A decisão final poderá redefinir a titularidade de parte do repertório associado ao artista.
Advogada afirma que caso é de plágio: 'É uma cópia disfarçada'
A advogada Déborah Sztajnberg, que representa Ricardo Garcia e Kiko Freitas, sustenta que o centro da ação não é uma disputa de coautoria, mas sim uma acusação direta de plágio.
"O ponto central é o plágio. O plágio não é, ao contrário da reprodução integral, ele é uma cópia. Ele é uma cópia disfarçada. E isso, infelizmente, vem se tornando cada dia mais comum", afirmou.
Segundo ela, os músicos teriam descoberto a situação de forma inesperada. "Um dia, o Kiko chegou do estúdio, ligou a TV e viu a Paula Lima cantando Tive Razão. Ele tomou um susto. Todo mundo começou a ligar para ele e para o Ricardo perguntando o que estava acontecendo. Foi aí que eles tomaram conhecimento."
'Foi muito difícil citá-lo', diz defesa sobre demora do processo
A advogada também explicou por que a ação levou tantos anos para avançar. De acordo com ela, o processo enfrentou entraves desde o início.
"Primeiro, teve um problema de deslocamento de foro. Começou em Brasília, porque eles moravam lá. Depois veio para o Rio. Depois teve dificuldade na citação. Quando a pessoa é muito famosa, é comum essas dificuldades", afirmou.
Ela acrescenta que houve incerteza sobre o domicílio do artista à época. "Não se sabia se morava em Paris, em Hollywood ou no Rio. Ficou muito tempo nessa questão da citação. Foi muito difícil citá-lo."
Provas e testemunhas serão centrais na nova fase
Sobre a comprovação da autoria, Déborah explicou que o registro formal não é o único meio válido para demonstrar quem criou uma obra.
"Você traz testemunhos, outros documentos. Às vezes até um pedaço de guardanapo já serviu em outros casos. Você precisa provar o acesso anterior à obra, que o plagiador teve", declarou.
Ela afirma que, no entendimento da defesa, o elemento mais forte do caso são os depoimentos. "Aqui, com certeza, são os testemunhos. Existe a própria Carolina, a verdadeira Carolina, que era a ex-namorada do Ricardo. Existem pessoas que estavam no estúdio. Em uma gravação participam várias pessoas."
Questionada sobre eventual comparação técnica entre versões, a advogada disse que não houve alteração nas faixas. 'Não tem mudança de arranjo nem nada.
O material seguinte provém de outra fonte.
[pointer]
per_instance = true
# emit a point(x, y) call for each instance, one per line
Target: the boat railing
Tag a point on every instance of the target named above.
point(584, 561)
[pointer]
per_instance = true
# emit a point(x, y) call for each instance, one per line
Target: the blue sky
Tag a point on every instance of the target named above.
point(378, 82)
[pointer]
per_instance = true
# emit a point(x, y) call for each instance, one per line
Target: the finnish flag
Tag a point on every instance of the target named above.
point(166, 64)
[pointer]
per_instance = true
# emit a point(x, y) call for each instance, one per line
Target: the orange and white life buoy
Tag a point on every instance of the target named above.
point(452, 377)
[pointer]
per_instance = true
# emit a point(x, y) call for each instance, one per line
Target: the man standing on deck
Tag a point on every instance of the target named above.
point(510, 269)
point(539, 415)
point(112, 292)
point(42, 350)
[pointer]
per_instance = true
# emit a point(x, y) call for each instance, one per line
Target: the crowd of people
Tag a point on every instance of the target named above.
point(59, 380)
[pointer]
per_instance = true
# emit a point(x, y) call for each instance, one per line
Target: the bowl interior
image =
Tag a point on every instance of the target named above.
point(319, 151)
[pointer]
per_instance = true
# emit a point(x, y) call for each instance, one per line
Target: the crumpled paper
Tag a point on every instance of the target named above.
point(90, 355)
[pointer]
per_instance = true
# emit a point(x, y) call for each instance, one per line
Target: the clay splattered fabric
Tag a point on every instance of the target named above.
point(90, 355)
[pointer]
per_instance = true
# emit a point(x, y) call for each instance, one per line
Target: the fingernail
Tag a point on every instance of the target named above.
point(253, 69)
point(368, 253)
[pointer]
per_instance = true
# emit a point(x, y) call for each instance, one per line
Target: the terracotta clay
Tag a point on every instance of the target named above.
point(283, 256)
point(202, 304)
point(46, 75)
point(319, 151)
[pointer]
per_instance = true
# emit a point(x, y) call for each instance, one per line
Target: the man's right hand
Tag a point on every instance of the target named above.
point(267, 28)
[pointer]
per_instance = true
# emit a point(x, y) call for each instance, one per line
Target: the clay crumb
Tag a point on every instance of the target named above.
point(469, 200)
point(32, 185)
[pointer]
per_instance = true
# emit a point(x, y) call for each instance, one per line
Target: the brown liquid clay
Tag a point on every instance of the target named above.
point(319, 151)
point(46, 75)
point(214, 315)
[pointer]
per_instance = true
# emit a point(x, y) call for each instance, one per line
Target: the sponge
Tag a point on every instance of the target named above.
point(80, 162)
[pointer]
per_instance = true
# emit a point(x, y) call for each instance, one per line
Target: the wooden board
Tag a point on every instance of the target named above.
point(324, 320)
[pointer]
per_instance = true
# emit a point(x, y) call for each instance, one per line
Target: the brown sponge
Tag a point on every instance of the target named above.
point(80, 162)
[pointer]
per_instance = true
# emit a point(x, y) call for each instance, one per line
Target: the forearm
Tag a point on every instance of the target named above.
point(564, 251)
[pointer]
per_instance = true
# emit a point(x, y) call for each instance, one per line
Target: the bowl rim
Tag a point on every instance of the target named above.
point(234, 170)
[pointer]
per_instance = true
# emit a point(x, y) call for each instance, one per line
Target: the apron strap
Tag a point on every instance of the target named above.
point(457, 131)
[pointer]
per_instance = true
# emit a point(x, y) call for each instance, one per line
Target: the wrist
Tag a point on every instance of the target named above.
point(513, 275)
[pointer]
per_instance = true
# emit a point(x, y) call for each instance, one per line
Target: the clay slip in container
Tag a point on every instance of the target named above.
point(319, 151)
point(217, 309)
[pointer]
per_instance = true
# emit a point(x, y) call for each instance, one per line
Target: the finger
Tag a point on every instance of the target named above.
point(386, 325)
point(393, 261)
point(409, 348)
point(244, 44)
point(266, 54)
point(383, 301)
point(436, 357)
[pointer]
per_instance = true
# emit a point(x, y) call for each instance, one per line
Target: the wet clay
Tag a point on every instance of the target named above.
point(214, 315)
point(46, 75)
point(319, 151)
Foram exatamente as músicas que foram passadas para ele.'
'Eles têm muito mais a perder'
Ao final, Déborah pediu cautela nos julgamentos públicos e destacou o impacto pessoal do processo para seus clientes.
"Eu compreendo a dificuldade que as pessoas têm de separar o artista da obra, mas gostaria que todos pensassem: vocês realmente acham que dois músicos se colocariam numa briga dessa se isso não fosse a realidade dos fatos?", questionou.
Ela concluiu: "Eles têm muito mais a perder do que a outra parte. Você teria coragem de suportar um processo como esse, que tem 20 anos e só agora vai ter audiência, só agora os autores vão ser escutados?"